Unnamed: 0,sample,strain,dilution_factor,well,count,counts_perwell,fraction_strain,mean_fraction_strains,ratio_to_add,mean_ratio_to_add,est_tcid50
0,A3-2023rePoolcol5_h3n2-16-2,A/Abu_Dhabi/6753/2023,16,A3,32744,2354749,0.006953,0.006948,1.917704,1.918881,13028.424411
1,A3-2023rePoolcol5_h3n2-16-2,A/Bangkok/P3599/2023,16,A3,21540,2354749,0.004574,0.004002,2.915195,3.331531,7504.057985
2,A3-2023rePoolcol5_h3n2-16-2,A/Bangkok/P3755/2023,16,A3,41678,2354749,0.00885,0.009778,1.50663,1.363579,18334.099351
3,A3-2023rePoolcol5_h3n2-16-2,A/Bhutan/0006/2023,16,A3,34296,2354749,0.007282,0.009496,1.830922,1.404135,17804.559139
4,A3-2023rePoolcol5_h3n2-16-2,A/Bhutan/0845/2023,16,A3,35376,2354749,0.007512,0.007424,1.775026,1.796097,13919.067887


## Visualize barcode- and strain-level balancing in the current pool

In [14]:
# Plot the current fraction of each strain in the pool
strains_chart = (
    alt.Chart(mean_single_well)
    .encode(
        alt.X(
            "fraction_strain",
            scale=alt.Scale(nice=False, padding=3),
        ),
        alt.Y("strain"),
        
        tooltip = ['strain', 'fraction_strain', 'est_tcid50'],
    )
).mark_bar(height={"band": 0.85}).properties(
        height=alt.Step(10),
        width=250,
        title="",
    ).properties(
        height = alt.Step(10),
        width = 200,
        title = "Strain representation, repool")

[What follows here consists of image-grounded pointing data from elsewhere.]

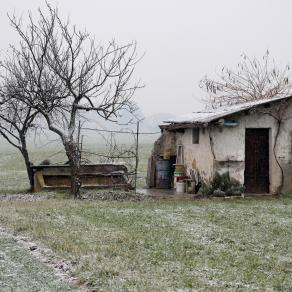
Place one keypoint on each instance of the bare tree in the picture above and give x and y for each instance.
(62, 71)
(252, 79)
(16, 122)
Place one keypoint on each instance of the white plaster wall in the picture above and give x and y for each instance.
(229, 145)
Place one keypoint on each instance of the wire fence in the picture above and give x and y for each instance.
(116, 153)
(13, 174)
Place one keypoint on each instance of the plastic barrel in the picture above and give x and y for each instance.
(180, 187)
(163, 174)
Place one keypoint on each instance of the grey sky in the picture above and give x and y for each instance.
(183, 40)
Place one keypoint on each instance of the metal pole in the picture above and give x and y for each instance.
(137, 155)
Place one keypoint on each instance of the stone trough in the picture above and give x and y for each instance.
(56, 176)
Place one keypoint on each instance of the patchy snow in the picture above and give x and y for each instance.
(27, 266)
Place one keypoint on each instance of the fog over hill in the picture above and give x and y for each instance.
(92, 122)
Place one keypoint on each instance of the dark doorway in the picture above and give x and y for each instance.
(256, 175)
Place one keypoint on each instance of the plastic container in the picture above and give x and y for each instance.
(163, 174)
(180, 187)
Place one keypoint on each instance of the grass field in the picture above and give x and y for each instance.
(242, 244)
(13, 177)
(213, 245)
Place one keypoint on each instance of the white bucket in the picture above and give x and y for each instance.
(180, 187)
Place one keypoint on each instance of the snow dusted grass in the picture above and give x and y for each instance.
(19, 271)
(236, 244)
(13, 176)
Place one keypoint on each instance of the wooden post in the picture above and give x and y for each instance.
(137, 154)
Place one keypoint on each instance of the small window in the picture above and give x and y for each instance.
(196, 135)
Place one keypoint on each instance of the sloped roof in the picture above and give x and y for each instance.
(205, 117)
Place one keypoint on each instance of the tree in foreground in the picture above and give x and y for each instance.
(17, 120)
(62, 71)
(253, 79)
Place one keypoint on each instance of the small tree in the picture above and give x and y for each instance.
(16, 121)
(62, 71)
(253, 79)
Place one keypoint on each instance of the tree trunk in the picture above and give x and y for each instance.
(27, 162)
(72, 153)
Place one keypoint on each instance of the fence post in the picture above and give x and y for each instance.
(137, 155)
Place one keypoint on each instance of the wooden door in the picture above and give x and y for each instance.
(256, 175)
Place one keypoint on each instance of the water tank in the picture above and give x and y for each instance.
(163, 174)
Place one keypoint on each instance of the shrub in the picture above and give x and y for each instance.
(222, 185)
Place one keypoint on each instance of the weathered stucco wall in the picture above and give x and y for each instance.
(223, 149)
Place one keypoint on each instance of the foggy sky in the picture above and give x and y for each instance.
(182, 40)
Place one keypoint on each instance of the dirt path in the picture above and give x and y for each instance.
(25, 267)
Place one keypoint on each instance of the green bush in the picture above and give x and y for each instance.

# add veritcal line where we would expect equal representation of all barcodes in pool
expected_line = alt.Chart(
    pd.DataFrame({'x': [1/num_strains]})
).mark_rule(strokeDash = [2,2], strokeWidth = 2).encode(x = 'x')

# plot both barcode counts and expected line
strains_chart + expected_line

In [15]:
# Each barcode fraction across strains
all_barcode_counts = (counts
                      .query('virus_library == "h3n2"')
                      [['strain', 'barcode', 'count', 'well']].dropna()
                     )
single_well_all_barcode_counts = all_barcode_counts[all_barcode_counts['well'].isin(['E1','A3'])]

# Get tidy single well means
tidy_single_well = single_well_all_barcode_counts[['strain','barcode','count']].groupby(['strain', 'barcode']).mean().reset_index()
# Get sums for each strain
strain_sums_df = tidy_single_well.groupby('strain').sum().rename(columns = {'count': 'strain_count_sum'}).reset_index()
# Merge and calculate per strain the fraction represented by each barcode
tidy_single_well = tidy_single_well.merge(strain_sums_df[['strain', 'strain_count_sum']], 
                       on = ['strain'],
                       validate="many_to_one",
                      )
tidy_single_well['per_strain_fraction_barcode'] = tidy_single_well['count'] / tidy_single_well['strain_count_sum']
tidy_single_well['barcode_letter'] = (['A', 'B', 'C'] * len(strain_sums_df))

# Plot as colored bar chart
bar_chart = alt.Chart(tidy_single_well).mark_bar(height={"band": 0.85}).encode(
    x = 'per_strain_fraction_barcode',
    y = 'strain',
    color=alt.Color('barcode_letter', legend=None),
    tooltip = ['strain', 'per_strain_fraction_barcode', 'barcode'],
).configure_axis(grid=False).properties(
        height = alt.Step(10),
        width = 200,
        title = "Barcode fraction for each strain, repool")

bar_chart

Beyond a few strains with lower representation in this experiment (mostly egg-based vaccine strains), this pools looks fairly well-balanced.